Shift Happens: Virtual Ride and DRIVE Gears Up GTC Attendees

AutoPilot Simulator revs up excitement for near automotive future.
by Danny Shapiro

The AI car of tomorrow opened its doors for a virtual spin this week at the NVIDIA GPU Technology Conference.

The DRIVE AutoPilot simulator experience on the GTC show floor combines the latest NVIDIA DRIVE technologies — DRIVE AP2X, DRIVE Constellation and DRIVE Sim — to show how AI is transforming the way we move.

Built out of a Mercedes-Benz E300, the simulator includes the DRIVE AGX Pegasus supercomputer, DRIVE AV autonomous driving software and DRIVE IX intelligent cockpit platform. The vehicle is connected to DRIVE Constellation and a surround video screen in front of the car plays the environment in which the car is driving in simulation.

The DRIVE AutoPilot simulator features NVIDIA partner Mercedes-Benz’ E300.

Hitting Fresh Pavement

With the open, bit-accurate DRIVE Constellation simulation platform, the DRIVE AutoPilot simulator can run scenarios recreated from real sensor data or generate new traffic situations from synthetic data.
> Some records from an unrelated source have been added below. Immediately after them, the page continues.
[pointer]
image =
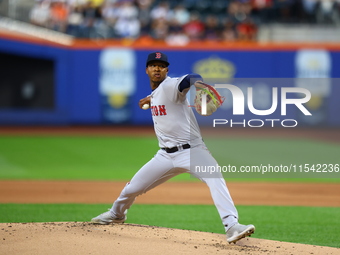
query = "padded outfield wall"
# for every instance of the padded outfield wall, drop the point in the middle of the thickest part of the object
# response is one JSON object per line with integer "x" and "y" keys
{"x": 49, "y": 84}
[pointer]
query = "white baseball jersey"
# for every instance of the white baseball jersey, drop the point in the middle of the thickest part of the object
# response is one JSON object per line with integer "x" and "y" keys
{"x": 175, "y": 124}
{"x": 174, "y": 120}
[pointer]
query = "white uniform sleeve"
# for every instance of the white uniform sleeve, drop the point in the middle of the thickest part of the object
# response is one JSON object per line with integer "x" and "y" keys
{"x": 170, "y": 88}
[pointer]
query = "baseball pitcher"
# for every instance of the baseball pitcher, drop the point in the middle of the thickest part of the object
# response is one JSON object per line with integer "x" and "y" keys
{"x": 181, "y": 147}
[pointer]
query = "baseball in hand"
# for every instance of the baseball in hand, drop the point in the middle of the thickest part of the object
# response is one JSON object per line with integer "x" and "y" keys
{"x": 145, "y": 106}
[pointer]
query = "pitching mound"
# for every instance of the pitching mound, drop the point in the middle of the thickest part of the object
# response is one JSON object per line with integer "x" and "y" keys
{"x": 84, "y": 238}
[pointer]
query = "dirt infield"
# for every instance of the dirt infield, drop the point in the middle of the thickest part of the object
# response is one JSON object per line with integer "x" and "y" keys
{"x": 84, "y": 238}
{"x": 91, "y": 192}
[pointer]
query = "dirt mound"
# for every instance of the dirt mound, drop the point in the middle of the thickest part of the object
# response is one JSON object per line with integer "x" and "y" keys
{"x": 85, "y": 238}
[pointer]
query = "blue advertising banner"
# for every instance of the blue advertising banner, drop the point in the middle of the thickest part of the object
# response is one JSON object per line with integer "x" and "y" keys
{"x": 104, "y": 85}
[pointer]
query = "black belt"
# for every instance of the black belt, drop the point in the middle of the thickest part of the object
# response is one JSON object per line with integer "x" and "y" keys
{"x": 174, "y": 149}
This allows developers to test known cases that vehicles on the road have experienced before, as well as unknown edge cases, like difficult weather or aggressive traffic. They can repeat all or just segments of the drive to validate concepts and ensure compliance to rules and checks.

For either simulated or re-simulated experiences, the autonomous driving hardware and software in the simulator behaves as if it is running in the real world. Vehicle occupants can test a wide range of driving controls, including braking and steering on highways and urban areas in the virtual world.
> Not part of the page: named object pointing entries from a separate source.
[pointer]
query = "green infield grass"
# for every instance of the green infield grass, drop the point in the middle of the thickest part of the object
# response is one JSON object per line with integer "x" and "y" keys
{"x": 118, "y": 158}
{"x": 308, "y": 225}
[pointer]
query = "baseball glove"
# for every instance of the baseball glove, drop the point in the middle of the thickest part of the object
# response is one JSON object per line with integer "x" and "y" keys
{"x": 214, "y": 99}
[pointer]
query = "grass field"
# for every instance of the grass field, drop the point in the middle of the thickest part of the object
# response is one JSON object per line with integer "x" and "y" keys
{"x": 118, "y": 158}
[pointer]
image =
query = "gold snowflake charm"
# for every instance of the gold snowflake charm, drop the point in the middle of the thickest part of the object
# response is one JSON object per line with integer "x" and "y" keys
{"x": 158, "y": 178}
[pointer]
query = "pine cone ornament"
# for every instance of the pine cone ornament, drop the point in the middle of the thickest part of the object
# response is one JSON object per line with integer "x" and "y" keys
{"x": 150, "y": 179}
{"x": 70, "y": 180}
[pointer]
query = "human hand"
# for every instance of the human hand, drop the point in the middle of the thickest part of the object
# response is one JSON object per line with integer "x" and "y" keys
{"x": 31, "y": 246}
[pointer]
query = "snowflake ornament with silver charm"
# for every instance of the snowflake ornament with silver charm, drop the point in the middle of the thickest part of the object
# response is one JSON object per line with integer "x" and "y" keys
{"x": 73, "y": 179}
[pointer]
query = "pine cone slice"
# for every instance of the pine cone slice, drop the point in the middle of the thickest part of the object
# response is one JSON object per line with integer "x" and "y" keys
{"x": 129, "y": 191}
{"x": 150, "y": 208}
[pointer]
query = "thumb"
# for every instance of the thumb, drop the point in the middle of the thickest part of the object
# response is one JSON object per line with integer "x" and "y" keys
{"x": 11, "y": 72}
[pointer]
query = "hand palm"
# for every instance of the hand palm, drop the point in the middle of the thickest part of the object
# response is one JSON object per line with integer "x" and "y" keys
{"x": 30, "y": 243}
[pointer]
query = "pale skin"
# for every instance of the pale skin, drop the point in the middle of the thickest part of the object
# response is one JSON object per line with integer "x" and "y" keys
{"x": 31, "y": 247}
This type of accurate simulation gives the car valuable road experience and creates a comfortable human-machine interaction for drivers.

Innovation Inside and Out

In addition to automated driving, the DRIVE AutoPilot simulator showcased the latest in DRIVE IX-enabled driver monitoring and intelligent cockpit technologies.

Using deep neural networks tracking the driver, the vehicle can tell if they’re drowsy or distracted. It can also monitor whether a driver has their hands on the wheel or is using a phone. For convenience, the software also offers facial identification to unlock the vehicle and provide customized settings.

Additionally, the demo enables voice control. Occupants can set DRIVE Constellation parameters, request navigation, search for points of interest or adjust cabin settings with natural language commands.

With this intelligent AI copilot by their side, GTC attendees can travel miles and miles of virtual roads, without ever leaving the show floor.